At home, store your sweet spuds in a dark, cool cupboard rather than the fridge.  In fact, give them more TLC than you might confer on regular potatoes for if sweet potatoes are dropped or punched around, their sweet interiors will quickly bruise and decay.

When asked about the sweet potato-yam confusion among produce retailers, VanBerlo just laughed and said, “If Sobeys asks for yams, I give ’em yams.” But that’s an inside joke between all of us sweet potato experts. (Real yams don’t grow in North America and look very different: they are white-fleshed, long starch tubers with rough scaly skins.)

Berlo’s Best sweet potato farm bears testimony to the resilience and innovation of  Simcoe’s former tobacco farmers. It’s a one-stop-shop for growing, harvesting and packaging a capricious root from the American south.

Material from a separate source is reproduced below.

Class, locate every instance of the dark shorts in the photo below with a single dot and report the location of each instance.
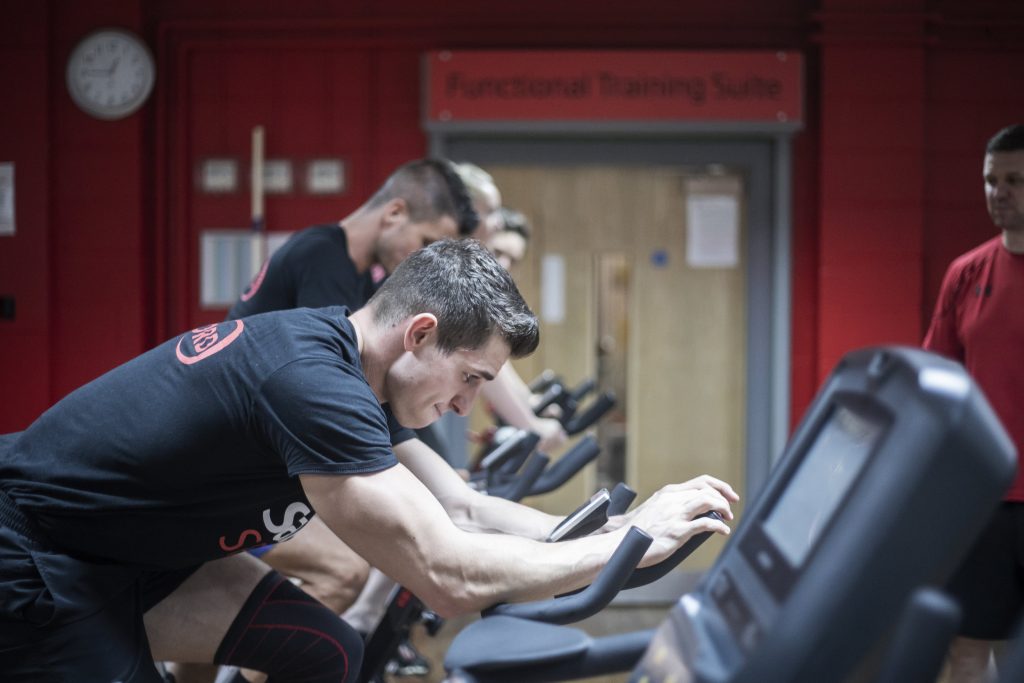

Now put that in your pipe and smoke it.

Sweet potato puree with pecans served at Bonnie Health Estate
Sweet potato puree with pecans served at Bonnie Health Estate

Sweet potato soup with ginger and cinnamon

Fresh ginger is the magic of this soup.  Peel it and grate with a microplane for best results. If you’ve got a spice grinder, cinnamon is always at its peak when freshly ground.

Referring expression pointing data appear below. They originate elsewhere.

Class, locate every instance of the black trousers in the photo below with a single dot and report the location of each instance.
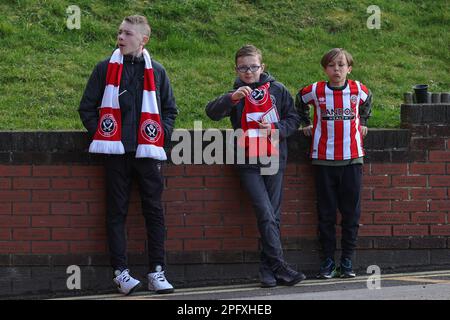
(265, 192)
(338, 188)
(119, 173)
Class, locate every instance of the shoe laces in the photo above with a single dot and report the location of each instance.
(328, 263)
(285, 267)
(158, 276)
(346, 263)
(124, 276)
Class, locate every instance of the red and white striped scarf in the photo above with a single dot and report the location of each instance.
(258, 108)
(107, 138)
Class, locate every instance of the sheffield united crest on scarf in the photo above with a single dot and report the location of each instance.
(258, 108)
(107, 138)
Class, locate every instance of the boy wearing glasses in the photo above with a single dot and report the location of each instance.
(341, 109)
(261, 107)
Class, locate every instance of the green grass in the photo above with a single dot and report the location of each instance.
(44, 66)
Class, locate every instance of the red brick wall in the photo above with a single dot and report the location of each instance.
(61, 209)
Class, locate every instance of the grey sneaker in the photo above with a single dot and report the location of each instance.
(126, 284)
(157, 282)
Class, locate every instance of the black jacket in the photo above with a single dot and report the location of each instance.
(130, 100)
(289, 120)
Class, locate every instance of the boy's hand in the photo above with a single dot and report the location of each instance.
(267, 127)
(240, 93)
(364, 131)
(307, 131)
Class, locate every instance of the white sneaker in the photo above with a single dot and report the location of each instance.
(157, 282)
(126, 284)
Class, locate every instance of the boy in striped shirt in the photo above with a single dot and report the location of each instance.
(341, 109)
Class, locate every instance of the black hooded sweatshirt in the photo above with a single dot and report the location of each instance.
(130, 99)
(222, 107)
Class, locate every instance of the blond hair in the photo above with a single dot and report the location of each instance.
(333, 53)
(248, 50)
(141, 22)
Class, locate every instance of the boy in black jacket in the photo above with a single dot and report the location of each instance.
(129, 110)
(260, 106)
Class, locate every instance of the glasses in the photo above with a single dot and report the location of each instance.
(244, 69)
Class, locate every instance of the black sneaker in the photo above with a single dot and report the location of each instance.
(346, 268)
(286, 276)
(328, 269)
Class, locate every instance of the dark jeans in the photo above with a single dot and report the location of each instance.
(265, 192)
(338, 188)
(119, 171)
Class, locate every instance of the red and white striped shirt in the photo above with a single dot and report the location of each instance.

2 tbsp            vegetable oil

1                       onion, chopped

2 tsp                 finely grated fresh ginger

4 cups               low-sodium chicken stock

3 lbs (1.5 kg)     medium sweet potatoes (about 5),                                                                                      peeled and cut into half-inch (1 cm) dice

1 tsp                    ground cinnamon

1 1/2 tsp             salt

Freshly ground pepper, to taste

1 cup                     milk or cream

In a large pot, heat oil and cook the chopped onion at medium low for 5 minutes or until soft and fragrant. Add  ginger and cook for 30 seconds. Add stock, sweet potatoes, cinnamon, salt and pepper. Bring to a boil then reduce to a simmer and cook, covered, for 15 minutes or until the potatoes are tender. Remove soup from heat and allow to cool. Use a handheld immersion blender or puree in batches in a blender or food processor. Gently reheat and whisk in milk.